Using staging you’d have to submit multiple barriers. One that transitions the image as a destination for transfers and, after doing the copy, another one that transitions to the image to a shader read layout so it can be sampled in e.g. a fragment shader. These barriers then need to be submitted to a queue using a command buffer.

VK_EXT_host_image_copy simplifies this process in two ways: First you only need one transition for the final usage layout (e.g. shader read), second you can do that transition on the host without having to setup and issue a command buffer using the vkTransitionImageLayoutEXT function.

So for copying host memory to a device image all you need is this single barrier call:

VkHostImageLayoutTransitionInfoEXT host_image_layout_transition_info{};
host_image_layout_transition_info.sType            = VK_STRUCTURE_TYPE_HOST_IMAGE_LAYOUT_TRANSITION_INFO_EXT;
host_image_layout_transition_info.image            = texture.image;
host_image_layout_transition_info.oldLayout        = VK_IMAGE_LAYOUT_UNDEFINED;
host_image_layout_transition_info.newLayout        = VK_IMAGE_LAYOUT_SHADER_READ_ONLY_OPTIMAL;
host_image_layout_transition_info.subresourceRange = subresource_range;

oldLayout is the one that device image was created with initially, newLayout is the actual usage layout of the image after the copy operation.
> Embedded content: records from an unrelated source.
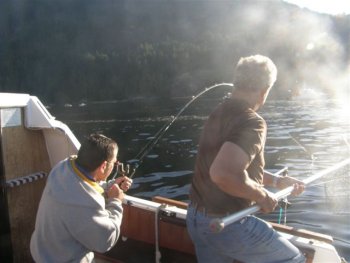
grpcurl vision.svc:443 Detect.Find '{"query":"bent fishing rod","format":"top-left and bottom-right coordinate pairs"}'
top-left (113, 83), bottom-right (233, 179)
top-left (209, 158), bottom-right (350, 232)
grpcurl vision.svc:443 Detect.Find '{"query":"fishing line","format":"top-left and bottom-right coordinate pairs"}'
top-left (288, 132), bottom-right (317, 161)
top-left (129, 83), bottom-right (233, 178)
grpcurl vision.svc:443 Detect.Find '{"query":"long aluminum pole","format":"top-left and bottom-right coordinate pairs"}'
top-left (210, 158), bottom-right (350, 232)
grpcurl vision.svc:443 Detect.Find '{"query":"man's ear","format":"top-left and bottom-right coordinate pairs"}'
top-left (97, 161), bottom-right (108, 173)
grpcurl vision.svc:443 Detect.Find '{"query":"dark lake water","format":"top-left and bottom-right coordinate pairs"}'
top-left (50, 94), bottom-right (350, 261)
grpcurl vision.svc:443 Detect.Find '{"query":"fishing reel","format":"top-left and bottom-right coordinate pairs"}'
top-left (111, 162), bottom-right (136, 179)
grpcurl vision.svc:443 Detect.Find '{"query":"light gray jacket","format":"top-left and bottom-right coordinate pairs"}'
top-left (30, 159), bottom-right (123, 263)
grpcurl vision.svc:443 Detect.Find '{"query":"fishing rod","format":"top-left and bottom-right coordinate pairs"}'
top-left (209, 158), bottom-right (350, 232)
top-left (117, 83), bottom-right (233, 178)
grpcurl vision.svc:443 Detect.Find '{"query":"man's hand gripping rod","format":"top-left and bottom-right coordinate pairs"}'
top-left (210, 158), bottom-right (350, 232)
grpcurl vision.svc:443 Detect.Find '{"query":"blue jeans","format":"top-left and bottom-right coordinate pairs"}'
top-left (186, 205), bottom-right (305, 263)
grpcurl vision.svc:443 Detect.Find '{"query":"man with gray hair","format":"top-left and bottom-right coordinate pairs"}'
top-left (187, 55), bottom-right (305, 263)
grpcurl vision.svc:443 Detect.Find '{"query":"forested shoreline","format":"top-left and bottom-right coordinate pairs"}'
top-left (0, 0), bottom-right (350, 103)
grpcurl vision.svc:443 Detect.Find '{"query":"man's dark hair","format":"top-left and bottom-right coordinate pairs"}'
top-left (76, 134), bottom-right (118, 172)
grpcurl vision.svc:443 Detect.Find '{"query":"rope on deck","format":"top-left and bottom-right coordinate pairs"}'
top-left (5, 172), bottom-right (48, 188)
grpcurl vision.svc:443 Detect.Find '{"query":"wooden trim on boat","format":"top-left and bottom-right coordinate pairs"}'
top-left (152, 196), bottom-right (333, 244)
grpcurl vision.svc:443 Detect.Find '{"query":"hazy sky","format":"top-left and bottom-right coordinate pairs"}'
top-left (284, 0), bottom-right (350, 15)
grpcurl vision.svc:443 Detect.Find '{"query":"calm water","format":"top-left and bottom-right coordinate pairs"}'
top-left (50, 95), bottom-right (350, 261)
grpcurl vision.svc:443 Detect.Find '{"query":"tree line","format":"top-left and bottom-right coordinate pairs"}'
top-left (0, 0), bottom-right (350, 103)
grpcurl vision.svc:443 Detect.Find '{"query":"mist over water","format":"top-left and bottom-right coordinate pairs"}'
top-left (51, 91), bottom-right (350, 260)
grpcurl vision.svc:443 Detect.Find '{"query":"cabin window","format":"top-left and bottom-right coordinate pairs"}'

Copy image data from host to image

If the selected image format supports host copies we can copy image data from host memory to the device image like this:

// Setup host to image copy
VkMemoryToImageCopyEXT memory_to_image_copy{};

memory_to_image_copy.sType                           = VK_STRUCTURE_TYPE_MEMORY_TO_IMAGE_COPY_EXT;
memory_to_image_copy.imageSubresource.aspectMask     = VK_IMAGE_ASPECT_COLOR_BIT;
memory_to_image_copy.imageSubresource.mipLevel       = 0;
memory_to_image_copy.imageSubresource.baseArrayLayer = 0;
memory_to_image_copy.imageSubresource.layerCount     = 1;
memory_to_image_copy.imageExtent.width               = image_width;
memory_to_image_copy.imageExtent.height              = image_height;
memory_to_image_copy.imageExtent.depth               = 1;
memory_to_image_copy.pHostPointer                    = host_memory_address;

// Issue the copy
VkCopyMemoryToImageInfoEXT copy_memory_info{};
copy_memory_info.sType          = VK_STRUCTURE_TYPE_COPY_MEMORY_TO_IMAGE_INFO_EXT;
copy_memory_info.dstImage       = texture.image;
copy_memory_info.dstImageLayout = VK_IMAGE_LAYOUT_SHADER_READ_ONLY_OPTIMAL;
copy_memory_info.regionCount    = static_cast<uint32_t>(memory_to_image_copies.size());
copy_memory_info.pRegions       = &memory_to_image_copy;

vkCopyMemoryToImageEXT(device, &copy_memory_info);

pHostPointer points to the source data in host memory. So for e.g. copying multiple mip levels one would setup multiple VkMemoryToImageCopyEXT elements and offset pHostPointer to point at the start of each mip level in host memory. That makes it very easy to copy from arbitrary locations in host memory, no matter if data is tightly packed or stored behind different addresses.

The sample

The sample is a variation of the texture loading api sample and replaces the staging approach for uploading an image with a host image copy. Looking at both samples is an easy way of comparing the two approaches and how much easier things get when using host image copies.

Conclusion

Aside from the use-case shown in this sample, the VK_EXT_host_image_copy extension also can do image copies to host memory and image to image copies on the host. All these can simplify image copies and help reduce memory requirements and improve performance.